Meditation can sound intimidating. A perception of needing to sit in silence for an hour or more – who has time for that? Take heart! While sitting for an hour in silence can be one form of meditation, there are many other types. Even picking just one activity each day (say showering or brushing your teeth) to do as mindfully as possible can be a form of meditation. So can taking three deep breaths when you first wake up. Ultimately the idea is to make life our meditation, to go through life with a mindful awareness, to live in the present moment. A present moment that includes the season of winter. Winter can represent patience, introspection, slowness, sadness, and compassion and can be a great time to go within.
Here are three meditation activities to try this winter.
1) Self-Compassion and Loving Kindness Practice. If winter with its coldness and darkness can represent sadness, there is not a better time to practice loving kindness. Both for ourselves and others. A nice little breathing exercise I really love to cultivate that compassion for self and others is with each in breath to imagine you are sending yourself whatever compassion you might need in that moment. And with each out breath to image you are sending out compassion to whoever may need it. Perhaps start with a dear loved one, then moving to acquaintances and finally to strangers – human beings you’ve never met who are just like you in need of a little love and compassion. Breathing in for yourself. Breathing out for others. Always in harmony.
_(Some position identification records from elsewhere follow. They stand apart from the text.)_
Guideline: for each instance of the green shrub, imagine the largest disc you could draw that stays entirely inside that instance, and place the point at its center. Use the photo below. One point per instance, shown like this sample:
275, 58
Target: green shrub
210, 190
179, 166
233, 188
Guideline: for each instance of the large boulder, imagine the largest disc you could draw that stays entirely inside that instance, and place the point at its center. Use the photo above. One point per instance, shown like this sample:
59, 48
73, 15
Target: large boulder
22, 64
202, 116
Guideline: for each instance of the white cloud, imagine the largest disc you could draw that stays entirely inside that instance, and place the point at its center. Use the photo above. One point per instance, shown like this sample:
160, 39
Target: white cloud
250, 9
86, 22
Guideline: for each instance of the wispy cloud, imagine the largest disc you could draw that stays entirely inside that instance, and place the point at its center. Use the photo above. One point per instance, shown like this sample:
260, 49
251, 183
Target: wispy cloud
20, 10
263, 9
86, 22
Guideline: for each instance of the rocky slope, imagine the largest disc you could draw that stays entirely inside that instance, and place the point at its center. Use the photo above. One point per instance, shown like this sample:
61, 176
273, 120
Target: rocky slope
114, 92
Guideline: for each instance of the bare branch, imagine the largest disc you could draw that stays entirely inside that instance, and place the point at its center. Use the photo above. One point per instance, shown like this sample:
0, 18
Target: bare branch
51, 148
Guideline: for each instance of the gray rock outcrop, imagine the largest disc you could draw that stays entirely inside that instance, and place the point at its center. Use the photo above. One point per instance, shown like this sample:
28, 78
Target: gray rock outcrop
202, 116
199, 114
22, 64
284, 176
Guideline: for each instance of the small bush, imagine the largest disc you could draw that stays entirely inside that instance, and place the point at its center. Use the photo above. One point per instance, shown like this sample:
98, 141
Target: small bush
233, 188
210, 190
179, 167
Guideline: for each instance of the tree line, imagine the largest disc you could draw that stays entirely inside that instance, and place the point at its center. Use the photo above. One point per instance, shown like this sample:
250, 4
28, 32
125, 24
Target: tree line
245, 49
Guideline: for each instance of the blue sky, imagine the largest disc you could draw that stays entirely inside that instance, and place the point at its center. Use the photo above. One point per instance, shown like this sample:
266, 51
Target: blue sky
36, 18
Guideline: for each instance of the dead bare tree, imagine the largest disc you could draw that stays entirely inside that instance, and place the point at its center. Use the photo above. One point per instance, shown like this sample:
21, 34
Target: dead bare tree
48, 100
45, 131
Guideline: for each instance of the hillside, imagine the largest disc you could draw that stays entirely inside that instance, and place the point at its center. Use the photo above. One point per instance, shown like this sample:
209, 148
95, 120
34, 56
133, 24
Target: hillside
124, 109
You might also like to offer yourself some words of loving-kindness as you breathe in such as “May I be happy. May I be peaceful. May I be safe. May I live with ease.” And then as you breathe out you might want to in turn offer others the same loving kindness words, “May you be happy. May you be peaceful. May you be safe. May you live with ease.” And perhaps you might notice the in breaths and out breaths flowing together and the words of loving-kindness melting both the self and others together as one. “May we be happy. May we be peaceful. May we be safe. May we live with ease.”
Your loving kindness words or phrases can be anything that feels true to yourself – go within and let the words that come to mind be the words you truly long to hear in that moment. The words you maybe wish a dear friend would whisper in your ear.
Speaking of dear friends brings us to the second winter meditation activity.
2) Compassionate Friend Meditation. This is one of my all-time favorite meditations and helps to cultivate our inner compassionate voice and bring kind and loving awareness to the present moment.
To start, find a comfortable position, either sitting or lying down. Gently close your eyes if that feels comfortable, otherwise take a soft, unfocused gaze in front of you. Take a few deep, gentle breaths to settle into your body. Put one or two hands over your heart or another soothing place if you like to remind yourself to give yourself loving attention. Feel the sensation of your body breathing here and now. Notice how the breath is always with you … comforting and soothing … always there to return to.
Now take a moment to imagine yourself in a place that is safe and comfortable—it might be a cozy room with the fireplace burning, a peaceful beach with warm sun and a cool breeze, or a forest glade. It could also be an imaginary place, like floating on clouds … anywhere you might feel peaceful and safe. Let yourself linger and enjoy the feeling of comfort in this place.
Soon you’ll receive a visitor, a warm and compassionate presence—a compassionate friend—an ideal figure who embodies the qualities of wisdom, strength, and unconditional love. This being may be a spiritual figure; a wise, compassionate teacher; someone from your past who fully embodies the qualities of love and wisdom (perhaps a loving grandparent); or this being might arise for the first time, right now, in your imagination. Furthermore, your compassionate friend might not have any particular form, but be more like a warm presence, or radiant light. Your compassionate friend cares deeply about you and would like you to be happy and live with ease. Allow such a being to arise in your mind, imagining this being—this presence—in as much detail as you like.
You have a choice to go out from your safe place and meet your compassionate friend or to invite him or her in. Please take that opportunity now, if you like. Place yourself in just the right way in relation to your compassionate friend—whatever feels right— perhaps close, or perhaps at a respectful distance. Then allow yourself to feel what it’s like to be in the company of this being. There is nothing you need to do except to experience the moment. Allow yourself to fully receive the unconditional love and compassion that this being has for you, to soak it in. If you can’t fully let it in, that’s okay too.
Now perhaps this dear friend wants to whisper something into your ear – words of love and kindness and compassion. Words you long to hear. Simply open your heart and allow those words to be whispered into your ear. As you hear these gentle whispers, you may start to realize that your compassionate friend is within you all along – your own inner compassionate voice, always there to support and love you just for who you are.
Now gently return to the breath. Pause. Perhaps gently bringing awareness to the feeling of your body sitting or lying on the ground. And now perhaps gently stretching and wiggling fingers and toes and when you’re ready gently opening your eyes if they were closed.
3) Attend or do your own silent retreat. With winter already having attributes of silence and stillness, it is a perfect opportunity to experience a silent retreat. You can of course attend a silent retreat in your area or travel to one or you could make your own. The rules are simple. No phones. No technology. No talking. You could practice different meditations, journal or take a mindful walk. You also don’t have to do a full day and could do a half day. Even just a couple hours of silence and a technology break can be a wonderful experience.